We’re building a next-generation data platform at Kitchen Warehouse and we need someone who can own the blueprint and build it too. As our Data Architect you will design, implement, and govern a scalable Medallion Architecture on Google Cloud Platform, then roll up your sleeves and deliver the critical pipelines and data models that bring that architecture to life.
This is not a “draw diagrams and hand them off” role. You will be the design authority for our data ecosystem while staying deeply hands-on with BigQuery, dbt, Fivetran, and LookML every day. You’ll set the standards the team follows , and you’ll be the first person to live by them.
Key Responsibilities
- Platform Architecture: Design and continuously evolve the end-to-end data architecture, Bronze/Silver/Gold layers in BigQuery, ingestion patterns via Fivetran, transformation orchestration through dbt.
- Hands-On Engineering: Build and maintain production data pipelines, dbt projects (macros, tests, documentation, CI/CD), and BigQuery datasets. You architect it, you ship it.
- Governance & Data Quality: Implement data governance using Google Dataplex for cataloguing, lineage, and quality rules. Define and enforce PII masking strategies via Google Sensitive Data Protection (SDP).

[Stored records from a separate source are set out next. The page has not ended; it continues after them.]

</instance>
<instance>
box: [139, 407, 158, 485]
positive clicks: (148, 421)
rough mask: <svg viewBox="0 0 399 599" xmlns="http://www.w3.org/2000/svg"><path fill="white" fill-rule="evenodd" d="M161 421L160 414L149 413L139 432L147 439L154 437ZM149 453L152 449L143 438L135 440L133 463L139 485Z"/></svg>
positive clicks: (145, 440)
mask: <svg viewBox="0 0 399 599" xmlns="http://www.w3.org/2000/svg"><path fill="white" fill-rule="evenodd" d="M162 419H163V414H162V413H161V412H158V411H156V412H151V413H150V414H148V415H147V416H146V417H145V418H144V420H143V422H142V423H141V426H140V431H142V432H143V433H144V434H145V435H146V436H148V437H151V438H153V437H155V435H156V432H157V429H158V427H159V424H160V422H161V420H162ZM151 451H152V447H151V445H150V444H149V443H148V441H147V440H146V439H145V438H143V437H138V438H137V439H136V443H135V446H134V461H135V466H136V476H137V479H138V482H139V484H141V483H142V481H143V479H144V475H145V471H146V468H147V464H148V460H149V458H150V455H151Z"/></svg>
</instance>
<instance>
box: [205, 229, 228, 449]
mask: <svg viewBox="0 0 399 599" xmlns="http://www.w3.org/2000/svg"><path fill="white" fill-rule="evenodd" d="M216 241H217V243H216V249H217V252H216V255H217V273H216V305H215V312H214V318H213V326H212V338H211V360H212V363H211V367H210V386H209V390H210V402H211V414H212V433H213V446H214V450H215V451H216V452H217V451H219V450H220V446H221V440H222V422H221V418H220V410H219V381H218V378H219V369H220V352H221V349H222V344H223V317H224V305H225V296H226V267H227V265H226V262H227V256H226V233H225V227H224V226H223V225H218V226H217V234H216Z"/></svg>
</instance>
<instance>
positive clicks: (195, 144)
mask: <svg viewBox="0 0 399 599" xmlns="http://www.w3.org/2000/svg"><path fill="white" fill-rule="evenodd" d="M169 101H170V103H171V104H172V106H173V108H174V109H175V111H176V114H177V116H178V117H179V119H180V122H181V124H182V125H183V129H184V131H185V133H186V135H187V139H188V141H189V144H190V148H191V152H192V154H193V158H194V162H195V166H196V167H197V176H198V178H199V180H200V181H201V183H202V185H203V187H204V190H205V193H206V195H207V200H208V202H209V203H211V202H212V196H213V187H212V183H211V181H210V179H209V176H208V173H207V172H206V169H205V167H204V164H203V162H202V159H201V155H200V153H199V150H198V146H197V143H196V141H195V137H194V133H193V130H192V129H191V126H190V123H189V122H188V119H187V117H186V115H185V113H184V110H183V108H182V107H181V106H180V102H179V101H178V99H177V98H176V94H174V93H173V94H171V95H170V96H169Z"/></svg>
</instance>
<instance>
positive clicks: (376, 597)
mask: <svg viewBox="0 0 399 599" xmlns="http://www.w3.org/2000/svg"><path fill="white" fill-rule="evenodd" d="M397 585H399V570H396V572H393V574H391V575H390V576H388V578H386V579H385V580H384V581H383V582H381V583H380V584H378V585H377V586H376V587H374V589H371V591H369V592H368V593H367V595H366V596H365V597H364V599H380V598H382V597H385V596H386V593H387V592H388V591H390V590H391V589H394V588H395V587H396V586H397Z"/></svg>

- Semantic Layer Ownership: Author and maintain LookML models to create a single source of truth for business metrics, dimensions, measures, explores, and derived tables.
- Performance & Reliability: Optimise BigQuery slot utilisation, partition/cluster strategies, and query performance. Monitor pipeline health and build automated alerting.
- BI Enablement: Partner with analysts to enable high-performance reporting in Looker and Power BI, ensuring dashboards are backed by governed, Gold-layer data.
- Standards & Documentation: Define naming conventions, code review standards, branching strategies, and architectural decision records (ADRs) for the data team.
- Team Uplift: Mentor junior data engineers on best practices, dbt modelling patterns, SQL optimisation, and architecture thinking.
Qualifications & Skills
- Experience: 5+ years in data engineering or analytics engineering, with at least 2 years in an architecture or tech-lead capacity.
- GCP Ecosystem: Deep, production-level experience with BigQuery (partitioning, clustering, materialised views, SQL optimisation) and broader GCP services.
- dbt Mastery: Proven track record managing complex dbt projects end-to-end, modular SQL, custom macros, data tests, documentation, and CI/CD integration.
- Data Integration: Hands-on experience with Fivetran (or equivalent managed ELT tools) for source-to-warehouse ingestion at scale.
- Semantic Modelling: Experience writing and maintaining LookML (dimensions, measures, explores, derived tables) or an equivalent semantic layer.
- Governance Mindset: Familiarity with data cataloguing, lineage tracking, and PII management tooling (Dataplex, SDP, or equivalents).
- Communication: Ability to translate architectural decisions into plain language for non-technical stakeholders, e.g., articulating why a Silver layer exists before Gold.
- Version Control: Comfortable with Git-based workflows, pull request reviews, and CI/CD for data assets.
Nice to Have
- Experience in Retail and/or eCommerce data environments (POS, inventory, order management, promotional analytics).
- Familiarity with Medallion Architecture patterns (or Lakehouse architecture) in a production setting.
- Experience with Apache Airflow or similar orchestration tools.
- Power BI development experience (DAX, data modelling, dataflows).
- Google Cloud certifications (Professional Data Engineer, BigQuery).
What We Offer
- A greenfield opportunity to design a data platform from scratch, not maintain someone else’s legacy.
- Direct partnership with the Head of Engineering & Architecture, short feedback loops, real influence on technical direction.
- A modern, opinionated stack: GCP, BigQuery, dbt, Fivetran, Looker, Dataplex.
- Competitive compensation aligned with senior-level technical expertise.